A todos ellos les recomiendo pasarse por el Infierno; donde uno llega moribundo y tras años de esfuerzo consigue engañarse pensando que ya ha logrado la tranquilidad. La calma que te hace disponer de tu tiempo, de tu vida, sin más arraigo que sentirte esclavo de tu espacio. Esto es como un resort eterno de placer. Los pequeños detalles te acompañan a diario, y gracias a ellos uno se siente más vivo que nunca. Y al final sea en la Tierra o en el Infierno, se vive de esas sensaciones diarias.

Les prometo que hasta que me dejen seguiré escribiendo desde el Infierno. Y la línea seguirá siendo, sobre todo, provocar a aquellos que se crean ángeles salvadores y que en el fondo son incapaces ni tan siquiera de haber escuchado a un ángel o un diablo.

No olvidemos que al final, a algunos les juzga la justicia y a otros la historia. Unos y otros nacemos en el mismo lugar y morimos de la misma forma. Guste o no, aquí en el tenemos una ventaja fundamental sobre la Tierra. Todos somos iguales. Y esa igualdad, que es la base de la sociedad democrática, no existe en su mundo terrenal. Es triste que en su tierra unos, por el mero hecho de nacer, tienen más derechos que otros.
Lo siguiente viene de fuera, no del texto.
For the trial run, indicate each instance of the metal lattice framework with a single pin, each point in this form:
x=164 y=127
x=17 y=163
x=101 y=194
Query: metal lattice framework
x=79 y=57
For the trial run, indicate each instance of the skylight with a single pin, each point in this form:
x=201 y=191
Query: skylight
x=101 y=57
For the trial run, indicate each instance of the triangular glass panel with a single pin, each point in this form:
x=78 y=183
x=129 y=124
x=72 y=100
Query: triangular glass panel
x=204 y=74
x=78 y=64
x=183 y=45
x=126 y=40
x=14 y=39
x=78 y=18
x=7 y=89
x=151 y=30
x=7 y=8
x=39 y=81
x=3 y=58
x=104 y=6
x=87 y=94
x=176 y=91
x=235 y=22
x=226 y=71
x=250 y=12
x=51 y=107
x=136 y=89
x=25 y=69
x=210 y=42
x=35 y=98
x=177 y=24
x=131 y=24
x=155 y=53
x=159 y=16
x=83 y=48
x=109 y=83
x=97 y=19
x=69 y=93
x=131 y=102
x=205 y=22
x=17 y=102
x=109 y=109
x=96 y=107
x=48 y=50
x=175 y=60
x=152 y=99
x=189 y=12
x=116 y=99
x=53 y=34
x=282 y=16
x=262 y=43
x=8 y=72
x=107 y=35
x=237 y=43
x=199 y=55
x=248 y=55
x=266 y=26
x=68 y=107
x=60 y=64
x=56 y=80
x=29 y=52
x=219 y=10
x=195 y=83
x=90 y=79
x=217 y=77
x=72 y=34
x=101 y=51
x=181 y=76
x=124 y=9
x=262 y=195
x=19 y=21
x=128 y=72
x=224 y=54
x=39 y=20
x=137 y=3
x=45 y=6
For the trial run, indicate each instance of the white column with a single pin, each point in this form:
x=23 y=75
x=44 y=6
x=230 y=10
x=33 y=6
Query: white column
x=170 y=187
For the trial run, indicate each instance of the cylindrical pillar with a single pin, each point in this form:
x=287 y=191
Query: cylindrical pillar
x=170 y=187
Reconozco que por ese sentido realmente igualitario vale la pena que me trajeran sin comida, ni hogar, ni derechos a este lugar alejado del ruido. Quizá hace calor, pero una vez acostumbrado y auto engañado en suficiencia, les confieso que soy feliz como nunca lo fui en la Tierra. Si han llegado hasta aquí, son tan diablos como yo. Felicidades, ya pueden decir que son felices.